La scène incongrue amorça des rires dans la foule.

Le mage était parvenu à se maintenir sur ses jambes malgré la force en jeu, et un léger plissement au coin de ses lèvres trahissait une stupéfaction amusée : "Bien joué." admit-il en s'essuyant le visage, préparant déjà la prochaine offensive. Il façonna des lances glacées, grâce à l'eau désormais abondante, et les projeta vers sa cible.

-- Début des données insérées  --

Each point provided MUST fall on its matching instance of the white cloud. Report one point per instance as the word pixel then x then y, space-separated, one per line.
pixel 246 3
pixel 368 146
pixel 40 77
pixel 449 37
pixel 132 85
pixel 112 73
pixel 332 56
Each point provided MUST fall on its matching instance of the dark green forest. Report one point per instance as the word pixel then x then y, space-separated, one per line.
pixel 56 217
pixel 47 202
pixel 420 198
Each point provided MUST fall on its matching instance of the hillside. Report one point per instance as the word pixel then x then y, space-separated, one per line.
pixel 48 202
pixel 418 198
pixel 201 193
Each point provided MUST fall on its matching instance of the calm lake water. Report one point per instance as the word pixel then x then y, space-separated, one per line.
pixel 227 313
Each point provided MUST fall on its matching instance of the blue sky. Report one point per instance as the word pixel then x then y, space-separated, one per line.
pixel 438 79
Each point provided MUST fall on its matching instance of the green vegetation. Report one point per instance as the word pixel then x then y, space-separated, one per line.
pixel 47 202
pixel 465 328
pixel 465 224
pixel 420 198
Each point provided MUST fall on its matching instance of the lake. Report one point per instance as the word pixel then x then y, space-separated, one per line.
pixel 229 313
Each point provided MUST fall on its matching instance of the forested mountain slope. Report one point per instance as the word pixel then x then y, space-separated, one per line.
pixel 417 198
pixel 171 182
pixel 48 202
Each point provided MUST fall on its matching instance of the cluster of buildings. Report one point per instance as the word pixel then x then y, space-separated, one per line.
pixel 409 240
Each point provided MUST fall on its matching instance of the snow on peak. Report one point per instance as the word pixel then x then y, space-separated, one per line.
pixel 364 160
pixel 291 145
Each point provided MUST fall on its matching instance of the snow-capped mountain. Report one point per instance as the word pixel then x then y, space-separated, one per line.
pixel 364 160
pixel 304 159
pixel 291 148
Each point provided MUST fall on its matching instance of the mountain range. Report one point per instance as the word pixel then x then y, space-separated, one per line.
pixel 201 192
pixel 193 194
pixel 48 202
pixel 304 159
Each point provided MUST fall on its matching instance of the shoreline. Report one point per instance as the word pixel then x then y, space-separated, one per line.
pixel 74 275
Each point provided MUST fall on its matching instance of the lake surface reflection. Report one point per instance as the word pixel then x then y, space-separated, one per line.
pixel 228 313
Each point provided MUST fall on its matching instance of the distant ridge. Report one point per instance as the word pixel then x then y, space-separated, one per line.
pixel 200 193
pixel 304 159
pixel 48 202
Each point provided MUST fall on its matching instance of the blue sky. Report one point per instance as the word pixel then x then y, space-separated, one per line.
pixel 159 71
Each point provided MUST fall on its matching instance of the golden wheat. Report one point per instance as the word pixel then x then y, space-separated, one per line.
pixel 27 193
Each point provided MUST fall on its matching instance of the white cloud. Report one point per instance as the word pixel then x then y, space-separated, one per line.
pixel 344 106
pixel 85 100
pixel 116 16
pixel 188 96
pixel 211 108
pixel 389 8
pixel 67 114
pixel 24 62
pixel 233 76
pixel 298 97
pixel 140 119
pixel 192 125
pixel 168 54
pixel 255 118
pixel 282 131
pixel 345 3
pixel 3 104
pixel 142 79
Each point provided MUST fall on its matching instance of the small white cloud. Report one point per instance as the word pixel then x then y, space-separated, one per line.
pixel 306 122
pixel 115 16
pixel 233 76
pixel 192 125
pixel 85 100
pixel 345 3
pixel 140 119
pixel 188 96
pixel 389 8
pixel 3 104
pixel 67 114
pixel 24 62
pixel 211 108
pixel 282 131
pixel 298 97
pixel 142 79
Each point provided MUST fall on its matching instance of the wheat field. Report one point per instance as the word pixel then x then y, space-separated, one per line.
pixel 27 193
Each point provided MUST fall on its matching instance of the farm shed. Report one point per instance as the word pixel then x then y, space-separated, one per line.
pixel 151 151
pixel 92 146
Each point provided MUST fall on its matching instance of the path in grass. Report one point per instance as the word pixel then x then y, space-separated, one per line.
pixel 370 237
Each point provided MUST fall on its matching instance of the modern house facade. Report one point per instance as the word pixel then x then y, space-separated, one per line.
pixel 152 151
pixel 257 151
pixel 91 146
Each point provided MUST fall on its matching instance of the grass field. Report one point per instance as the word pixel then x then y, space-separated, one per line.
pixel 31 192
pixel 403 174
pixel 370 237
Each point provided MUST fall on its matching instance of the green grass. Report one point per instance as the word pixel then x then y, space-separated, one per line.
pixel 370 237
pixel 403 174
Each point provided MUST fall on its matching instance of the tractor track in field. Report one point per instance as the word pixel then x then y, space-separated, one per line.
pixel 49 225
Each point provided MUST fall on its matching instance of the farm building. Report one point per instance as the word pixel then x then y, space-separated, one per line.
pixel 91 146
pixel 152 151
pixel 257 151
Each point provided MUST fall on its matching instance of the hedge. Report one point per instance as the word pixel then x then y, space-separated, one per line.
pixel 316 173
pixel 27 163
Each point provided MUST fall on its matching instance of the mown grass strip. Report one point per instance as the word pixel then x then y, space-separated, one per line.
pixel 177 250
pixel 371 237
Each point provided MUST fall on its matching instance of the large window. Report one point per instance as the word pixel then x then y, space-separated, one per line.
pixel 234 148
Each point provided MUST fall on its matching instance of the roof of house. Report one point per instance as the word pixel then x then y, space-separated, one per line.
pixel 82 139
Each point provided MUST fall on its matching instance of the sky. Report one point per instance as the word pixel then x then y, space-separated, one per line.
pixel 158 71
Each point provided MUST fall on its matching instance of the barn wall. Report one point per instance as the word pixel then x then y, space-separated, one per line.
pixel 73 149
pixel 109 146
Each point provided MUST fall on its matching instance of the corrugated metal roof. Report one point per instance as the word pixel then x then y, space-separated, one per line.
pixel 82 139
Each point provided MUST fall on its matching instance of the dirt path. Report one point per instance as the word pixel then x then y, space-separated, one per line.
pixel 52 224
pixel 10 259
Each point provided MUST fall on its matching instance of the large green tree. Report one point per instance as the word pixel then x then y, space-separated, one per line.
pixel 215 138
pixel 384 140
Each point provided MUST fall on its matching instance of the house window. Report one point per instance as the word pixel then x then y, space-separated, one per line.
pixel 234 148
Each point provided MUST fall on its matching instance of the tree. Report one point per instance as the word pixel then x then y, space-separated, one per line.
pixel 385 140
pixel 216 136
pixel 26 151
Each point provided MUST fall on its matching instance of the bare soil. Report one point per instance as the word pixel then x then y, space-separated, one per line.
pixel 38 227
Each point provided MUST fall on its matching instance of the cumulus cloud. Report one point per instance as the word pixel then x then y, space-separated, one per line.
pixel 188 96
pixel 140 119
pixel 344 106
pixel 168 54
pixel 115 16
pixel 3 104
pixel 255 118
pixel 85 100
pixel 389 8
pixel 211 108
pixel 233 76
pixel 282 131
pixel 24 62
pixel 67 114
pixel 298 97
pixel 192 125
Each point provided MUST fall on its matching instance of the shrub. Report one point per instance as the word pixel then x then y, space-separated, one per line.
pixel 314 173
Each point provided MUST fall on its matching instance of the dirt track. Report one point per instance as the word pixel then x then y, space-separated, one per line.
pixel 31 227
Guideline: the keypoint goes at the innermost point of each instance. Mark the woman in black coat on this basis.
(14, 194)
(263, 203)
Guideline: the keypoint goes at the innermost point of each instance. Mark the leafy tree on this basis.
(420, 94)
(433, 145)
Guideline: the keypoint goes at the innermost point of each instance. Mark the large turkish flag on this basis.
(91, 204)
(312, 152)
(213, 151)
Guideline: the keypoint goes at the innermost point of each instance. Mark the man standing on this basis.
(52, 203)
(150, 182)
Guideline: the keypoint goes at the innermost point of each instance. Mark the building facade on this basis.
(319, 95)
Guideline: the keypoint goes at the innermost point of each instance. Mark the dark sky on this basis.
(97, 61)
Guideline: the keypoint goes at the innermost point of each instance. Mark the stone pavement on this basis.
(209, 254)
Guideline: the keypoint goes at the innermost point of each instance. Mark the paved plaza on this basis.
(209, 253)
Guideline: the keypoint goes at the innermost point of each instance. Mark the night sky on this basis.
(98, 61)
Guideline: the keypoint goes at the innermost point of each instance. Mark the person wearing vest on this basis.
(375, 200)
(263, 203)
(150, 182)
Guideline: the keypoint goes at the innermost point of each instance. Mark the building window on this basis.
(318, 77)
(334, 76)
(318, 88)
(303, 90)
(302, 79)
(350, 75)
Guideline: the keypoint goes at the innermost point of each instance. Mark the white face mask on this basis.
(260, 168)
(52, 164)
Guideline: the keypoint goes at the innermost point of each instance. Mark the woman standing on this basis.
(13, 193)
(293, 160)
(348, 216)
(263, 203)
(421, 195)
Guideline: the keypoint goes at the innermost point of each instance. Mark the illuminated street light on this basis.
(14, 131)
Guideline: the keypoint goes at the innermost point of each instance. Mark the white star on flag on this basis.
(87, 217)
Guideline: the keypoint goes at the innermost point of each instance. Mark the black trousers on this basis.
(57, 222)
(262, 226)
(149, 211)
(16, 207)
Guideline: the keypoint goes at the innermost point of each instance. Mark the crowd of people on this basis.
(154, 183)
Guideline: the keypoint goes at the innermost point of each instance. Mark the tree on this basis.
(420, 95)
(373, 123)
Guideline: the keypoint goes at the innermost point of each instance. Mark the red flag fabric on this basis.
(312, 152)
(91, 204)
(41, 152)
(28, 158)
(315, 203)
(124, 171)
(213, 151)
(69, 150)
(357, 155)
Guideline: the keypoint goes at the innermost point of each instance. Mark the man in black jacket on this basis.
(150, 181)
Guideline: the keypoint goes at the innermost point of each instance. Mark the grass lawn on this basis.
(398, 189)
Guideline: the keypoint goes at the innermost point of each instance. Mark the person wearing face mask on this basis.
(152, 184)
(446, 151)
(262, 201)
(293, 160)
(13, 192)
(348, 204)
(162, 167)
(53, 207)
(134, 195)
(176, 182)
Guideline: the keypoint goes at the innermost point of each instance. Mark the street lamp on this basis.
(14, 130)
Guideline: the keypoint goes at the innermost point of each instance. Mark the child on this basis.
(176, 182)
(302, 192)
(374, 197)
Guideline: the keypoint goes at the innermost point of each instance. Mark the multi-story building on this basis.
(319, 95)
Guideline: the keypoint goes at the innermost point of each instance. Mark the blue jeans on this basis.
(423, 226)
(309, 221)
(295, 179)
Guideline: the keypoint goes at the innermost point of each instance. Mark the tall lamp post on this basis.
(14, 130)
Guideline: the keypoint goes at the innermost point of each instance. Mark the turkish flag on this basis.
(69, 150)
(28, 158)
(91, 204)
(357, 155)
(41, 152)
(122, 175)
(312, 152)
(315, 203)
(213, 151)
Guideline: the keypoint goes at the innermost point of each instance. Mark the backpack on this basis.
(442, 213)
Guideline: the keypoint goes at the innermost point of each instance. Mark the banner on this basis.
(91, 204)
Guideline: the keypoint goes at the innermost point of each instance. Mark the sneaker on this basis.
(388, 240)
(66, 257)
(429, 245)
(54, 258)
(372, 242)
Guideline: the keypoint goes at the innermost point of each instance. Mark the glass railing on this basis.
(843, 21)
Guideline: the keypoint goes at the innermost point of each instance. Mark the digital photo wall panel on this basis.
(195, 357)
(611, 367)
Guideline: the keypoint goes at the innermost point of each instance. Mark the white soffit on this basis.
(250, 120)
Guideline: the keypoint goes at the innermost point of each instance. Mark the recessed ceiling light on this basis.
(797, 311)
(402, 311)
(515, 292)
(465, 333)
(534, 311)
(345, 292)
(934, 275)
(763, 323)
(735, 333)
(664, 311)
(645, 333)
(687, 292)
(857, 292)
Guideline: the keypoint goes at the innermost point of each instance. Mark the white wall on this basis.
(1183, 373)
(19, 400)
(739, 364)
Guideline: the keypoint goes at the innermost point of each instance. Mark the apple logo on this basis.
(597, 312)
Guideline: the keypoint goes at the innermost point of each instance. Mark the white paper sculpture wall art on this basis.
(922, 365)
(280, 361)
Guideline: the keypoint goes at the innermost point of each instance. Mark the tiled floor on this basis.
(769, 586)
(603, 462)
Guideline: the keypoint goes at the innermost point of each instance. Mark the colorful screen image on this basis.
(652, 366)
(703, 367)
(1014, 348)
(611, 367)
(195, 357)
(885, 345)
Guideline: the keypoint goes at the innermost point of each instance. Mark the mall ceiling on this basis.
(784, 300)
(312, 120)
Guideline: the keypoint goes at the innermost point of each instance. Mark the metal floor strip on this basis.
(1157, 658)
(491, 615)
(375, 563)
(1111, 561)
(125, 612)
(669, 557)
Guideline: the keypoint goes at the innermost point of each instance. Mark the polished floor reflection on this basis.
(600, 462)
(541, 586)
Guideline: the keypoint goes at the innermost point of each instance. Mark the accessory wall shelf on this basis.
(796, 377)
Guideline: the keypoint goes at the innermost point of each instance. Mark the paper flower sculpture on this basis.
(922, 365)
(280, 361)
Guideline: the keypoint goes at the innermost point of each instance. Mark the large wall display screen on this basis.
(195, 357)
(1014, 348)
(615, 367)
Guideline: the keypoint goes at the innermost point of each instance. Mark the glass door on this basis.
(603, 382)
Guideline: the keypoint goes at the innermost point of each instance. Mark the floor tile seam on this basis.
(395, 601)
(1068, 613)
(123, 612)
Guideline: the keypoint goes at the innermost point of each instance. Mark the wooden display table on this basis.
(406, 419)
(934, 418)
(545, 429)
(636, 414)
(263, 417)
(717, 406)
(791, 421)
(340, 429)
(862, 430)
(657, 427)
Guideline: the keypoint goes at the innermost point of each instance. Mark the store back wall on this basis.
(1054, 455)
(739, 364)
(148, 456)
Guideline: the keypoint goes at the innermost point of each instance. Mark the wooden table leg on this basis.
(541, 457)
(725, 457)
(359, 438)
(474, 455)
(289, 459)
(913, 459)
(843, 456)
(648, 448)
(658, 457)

Eärwen se mit à courir pour esquiver sans perdre de temps, créant de multiples copies d'elle-même sur son passage.

Mezhelan ferma les yeux un instant, se concentrant intensément sur les flux magiques, et repéra la vraie parmi les clones. Il ouvrit un portail juste devant elle pour en ressortir. L'humidité ambiante compliqua énormément la création de la nouvelle boule de feu qu'il expédia sur elle. L'admiration qu'il ressentait pour sa puissance était mélangée à une frustration tenace.

Encore une fois, Eärwen utilisa l'eau pour éteindre les flammes, neutralisant efficacement son élément.

Vu les circonstances, il paraissait évident à Mezhelan qu'il venait de perdre son allié privilégié dans ce duel : 'Son eau est ingérable… Et moi ? Que suis-je sans mon feu ?' pensa-t-il, avant de rapidement repousser cette pensée en multipliant les attaques de vent, son autre allié, ainsi que celles de glace. Il la vit disparaître derrière un large mur de givre pour se mettre à l'abri et esquiva au dernier moment d'autres racines sortant du sol. Courant instinctivement en premier lieu, il s'arrêta tandis que les racines lui grimpèrent le long des jambes en l'enserrant fortement. Il savait bien que depuis sa cachette, elle n'avait pas pu voir qu'il s'était laissé prendre volontairement.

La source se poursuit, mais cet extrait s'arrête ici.